The Longing – best way of killing time

The Longing is deliberately slow and tedious, but you can’t stop playing.

The Longing feels like a troll. It’s a game that takes 400 real-world days to finish, and it moves at a pace that could only generously be described as glacial. The first word that ever appears on screen is “Wait!” Simple tasks, like walking up some stairs or opening a door, drag on forever. And yet, here I am, a month after I first started, and I can’t seem to stop playing.

The game puts you in the role of a “shade”, a small creature who lives in service to an ancient king. At the outset of The Longing, the king tells you he must go into a kind of hibernation and leaves you to, well, wait. The towering king sits on a giant throne, occasionally snoring, and you’re left alone in a dark, twisting, subterranean world. You have 400 days until he wakes up. What are you going to do?

The Longing is a game about killing time. There’s no explicit goal other than to wait, as the clock ticks down whether you’re playing or not. The game takes place in the crumbling remnants of a long-forgotten underground kingdom. You have a small room beside the king’s throne — one you can customize by hanging pictures, building a bed, or digging out an extra room — but the rest of the place is one giant maze.

Your main obstacle in exploring is the pace. The shade moves almost comically slow, shuffling along as if it’s not in any rush at all. There’s definitely no run button. Sometimes you’ll come across areas that are inaccessible for weeks. To make things even more challenging, there’s no map, so it’s easy to get lost or struggle to find your way back home.

Moving through The Longing becomes almost meditative. For the most part, nothing happens, but every so often you’ll come across something really cool, like an ancient library where you can raid all of the books, or a waterfall splashing onto crystals.

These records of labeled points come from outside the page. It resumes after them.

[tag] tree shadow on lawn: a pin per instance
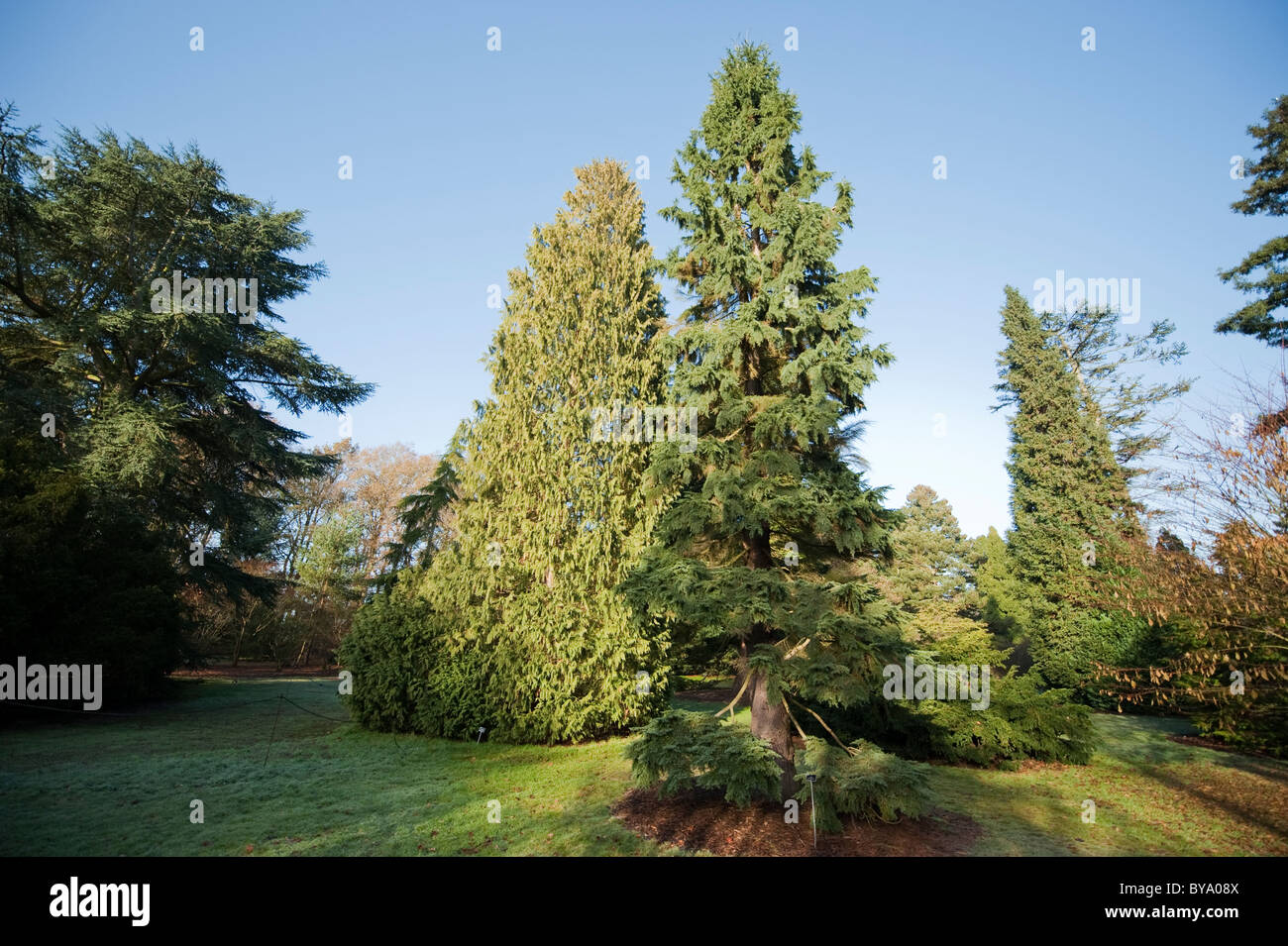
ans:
(700, 820)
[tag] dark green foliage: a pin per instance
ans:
(1001, 600)
(681, 751)
(550, 516)
(406, 679)
(1069, 498)
(1021, 721)
(868, 784)
(1263, 271)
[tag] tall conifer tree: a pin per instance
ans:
(550, 515)
(761, 541)
(1069, 497)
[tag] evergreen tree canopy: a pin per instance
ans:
(552, 516)
(1069, 497)
(136, 457)
(1263, 271)
(930, 553)
(772, 357)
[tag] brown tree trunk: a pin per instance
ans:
(768, 717)
(769, 721)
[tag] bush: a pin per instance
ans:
(870, 784)
(681, 751)
(404, 676)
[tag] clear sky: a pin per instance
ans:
(1107, 163)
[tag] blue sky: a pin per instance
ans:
(1107, 163)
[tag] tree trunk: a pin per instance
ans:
(768, 717)
(769, 721)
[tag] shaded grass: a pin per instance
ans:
(123, 786)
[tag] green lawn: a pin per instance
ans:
(123, 786)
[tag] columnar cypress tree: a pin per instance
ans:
(1069, 497)
(761, 540)
(550, 515)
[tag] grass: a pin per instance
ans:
(124, 786)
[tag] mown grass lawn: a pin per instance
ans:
(282, 778)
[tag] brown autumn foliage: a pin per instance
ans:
(1227, 611)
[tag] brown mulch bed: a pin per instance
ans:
(703, 821)
(1209, 743)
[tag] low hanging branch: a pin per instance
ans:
(741, 691)
(851, 751)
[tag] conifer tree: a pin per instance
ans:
(930, 551)
(550, 515)
(1262, 271)
(1069, 497)
(760, 543)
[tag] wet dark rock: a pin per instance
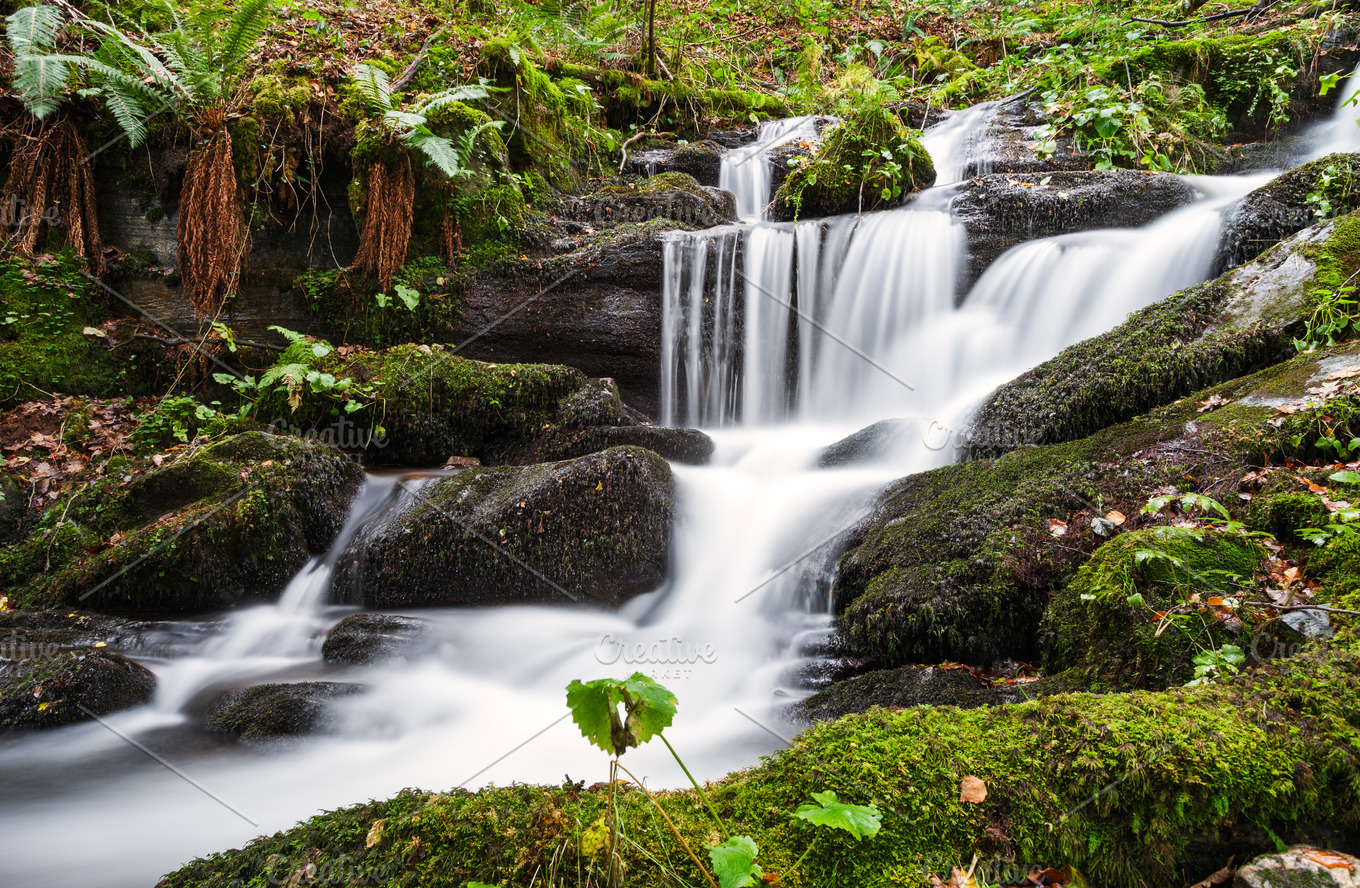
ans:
(588, 531)
(1300, 866)
(61, 688)
(1001, 211)
(1208, 333)
(701, 159)
(269, 711)
(917, 686)
(596, 308)
(673, 196)
(371, 638)
(869, 443)
(1281, 207)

As you explore, the shade will talk to itself in tweet-worthy missives like “this seems like a great place to be lonely” or “I have never understood life”.

In some ways, The Longing almost plays like an idle browser game, something you set in the background and return to when something interesting happens. Those games are often about watching numbers increase over time, but in The Longing, you simply get a quiet space for contemplation. Some aspects can be automated: you can ask the shade to go for a walk or head home without any player input.

Much of the time The Longing is boring, though that’s by design. It makes the moments of discovery all the more thrilling.